The figure owed to creditors includes about A$2.3 billion of secured debt, A$2 billion of unsecured bonds, A$1.9 billion of aircraft leases, A$450 million owed to employees, A$167 million to trade creditors and A$71 million to landlords, according to an affidavit from administrator Vaughan Strawbridge.
The bankrupt airline’s administrators are liable to pay leases on its aircraft starting April 28, because they will not inform lessors whether they would renege on leases within five business days, as required by law, the documents, posted on the website of Strawbridge’s firm Deloitte, showed.
The Deloitte administrators are seeking court orders for an extension of up to four weeks from their appointment to decide if leased planes are required for continuing operations of the business.
“Next week we will be wanting to engage with you to firm up on interim arrangements with the administrators to support the process being followed to achieve a recapitalization and sale, which will include a request for a three-month waiver of rent and other financial payment obligations,” they said in a letter.
A document released by the Federal Court of Australia showed law firm King & Woods Malleson (KWM) said it was representing 17 aircraft lessors and financiers.

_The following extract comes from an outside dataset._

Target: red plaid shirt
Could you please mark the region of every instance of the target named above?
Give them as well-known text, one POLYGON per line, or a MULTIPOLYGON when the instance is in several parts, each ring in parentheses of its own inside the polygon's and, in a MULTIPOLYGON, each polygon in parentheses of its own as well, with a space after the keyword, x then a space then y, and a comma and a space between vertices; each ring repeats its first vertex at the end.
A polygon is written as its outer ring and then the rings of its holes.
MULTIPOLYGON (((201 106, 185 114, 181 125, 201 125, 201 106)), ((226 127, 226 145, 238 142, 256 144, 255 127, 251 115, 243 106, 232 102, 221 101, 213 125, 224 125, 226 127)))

These include Aercap Holdings NV, Bank of China, SMBC Aviation Capital, ORIX Aviation, GECAS, Dubai Aerospace Enterprise, Bank of America Corp. and BNP Paribas SA.
The lessors with the biggest financial exposure to Virgin include Goshawk, Avation PLC, Aercap, ORIX and SMBC, each with estimated monthly income of at least $1 million from the airline, aviation data provider Cirium said.
KWM said its clients wanted to work with the administrators, but required them to pay for regular maintenance and insurance and report on the use of aircraft.
Perth Airport said it had seized a number of Virgin Australia aircraft that were parked there not currently conducting flights to protect the airport’s interests, given the airline had “significant” outstanding invoices.
“Perth Airport has taken liens over a number of Virgin aircraft — a standard practice in these situations,” a spokeswoman said.
Sydney Airport and Melbourne Airport said they had not seized Virgin aircraft. “We prefer to work constructively with our airline partners through this period,” a Sydney Airport spokesman said.
For now, Virgin is flying a skeleton schedule under its regular management team as administrators seek a buyer for the entire operation.
Private equity and distressed situation specialists Apollo Global Management, Oaktree Capital Management and BGH Capital are among more than 10 firms to express interest in the restructuring, Reuters has reported, citing five sources.